| | I'm surprised that nobody has yet drug in Heisenburg's uncertainty principle or the collapse of the wave forms into eigenvalues... This was the subject of that incredibly stupid movie, "Everything you know is wrong," or some such title. It made me physically ill to see how thoroughly they managed to trash objectivity via pseudo-scientific crap that no reputable scientist would have spent two seconds on.
It is certainly true that every sensation is, in some sense, an interaction, and that all interactions go both ways. I.e., we do often minutely change the things that we sense thru the act of sensing. In the case of touch, this is obvious, to the degree that we might actually break or seriously modify something through a miscalculation in how hard to touch it as part of our investigation of its nature. However, it is also true as a general principle in the sense that we can only sense something via some interaction with it that partakes of its identity.

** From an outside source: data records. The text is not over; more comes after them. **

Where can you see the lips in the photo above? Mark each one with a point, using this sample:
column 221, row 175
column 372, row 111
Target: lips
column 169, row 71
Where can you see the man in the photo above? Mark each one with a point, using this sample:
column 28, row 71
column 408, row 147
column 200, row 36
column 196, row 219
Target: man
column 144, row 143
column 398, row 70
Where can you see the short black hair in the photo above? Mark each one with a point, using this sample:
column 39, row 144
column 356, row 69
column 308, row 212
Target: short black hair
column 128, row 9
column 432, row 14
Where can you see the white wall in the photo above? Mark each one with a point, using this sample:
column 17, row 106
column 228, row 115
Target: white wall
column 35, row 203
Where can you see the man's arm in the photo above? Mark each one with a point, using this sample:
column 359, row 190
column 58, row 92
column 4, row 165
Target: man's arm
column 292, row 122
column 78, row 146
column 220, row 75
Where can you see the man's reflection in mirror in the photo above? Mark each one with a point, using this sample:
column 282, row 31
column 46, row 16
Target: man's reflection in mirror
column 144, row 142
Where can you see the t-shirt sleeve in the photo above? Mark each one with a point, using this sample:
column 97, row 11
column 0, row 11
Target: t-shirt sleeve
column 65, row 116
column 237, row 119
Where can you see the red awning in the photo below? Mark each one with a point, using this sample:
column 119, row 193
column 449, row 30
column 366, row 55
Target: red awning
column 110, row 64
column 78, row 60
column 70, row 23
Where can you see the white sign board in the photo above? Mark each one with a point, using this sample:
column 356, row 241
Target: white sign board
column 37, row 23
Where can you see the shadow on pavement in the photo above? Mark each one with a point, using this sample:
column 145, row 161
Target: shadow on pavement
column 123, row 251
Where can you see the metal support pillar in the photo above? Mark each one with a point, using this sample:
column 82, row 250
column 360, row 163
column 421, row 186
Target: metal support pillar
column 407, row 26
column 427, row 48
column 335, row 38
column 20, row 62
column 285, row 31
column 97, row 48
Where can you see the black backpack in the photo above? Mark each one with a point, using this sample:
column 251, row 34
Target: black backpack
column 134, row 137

Consider a simple one-celled organism. It survives and prospers by virtue of the fact that through the luck of many trials and errors it has evolved mechanisms that switch its behavior according to simple signals, chemical or electromagnetic, that correspond to the same general states - food, danger, etc. - again and again. The ratio of energy output for the identifying signal to the energy gain from eating the food or avoiding the danger has to be rather high in order for this to work, and it could thus only work in a universe in which the same signal corresponds to the same state a very high percentage of the time.
It is that "energy leverage" which is crucial for all forms of self-replicating order in the universe, especially life, and most especially consciousness. It is only the fact that the universe is orderly, in the sense of there being a finite number of recognizeable classes of events, attributes, etc., that life and consciousness are possible.
If we had to fully interact with every entity we encountered, to the point of destruction, as would be the case if every entity was completely unique, then there would be no room for life or consciousness. And, to the point, if our interactions were such that we altered the nature of everything we encountered significantly by our very perception of it, then an equivalent problem would arise. I.e., we could never know anything. The universe and our knowledge of it would be a slippery fog that never quite congealed to the point that we could dependably interact with it.
It is the very fact that things do have stable attributes, that we do not alter them significantly in most cases by our act of sensing, perceiving and identifying them, that makes knowledge, consciousness and life possible at all.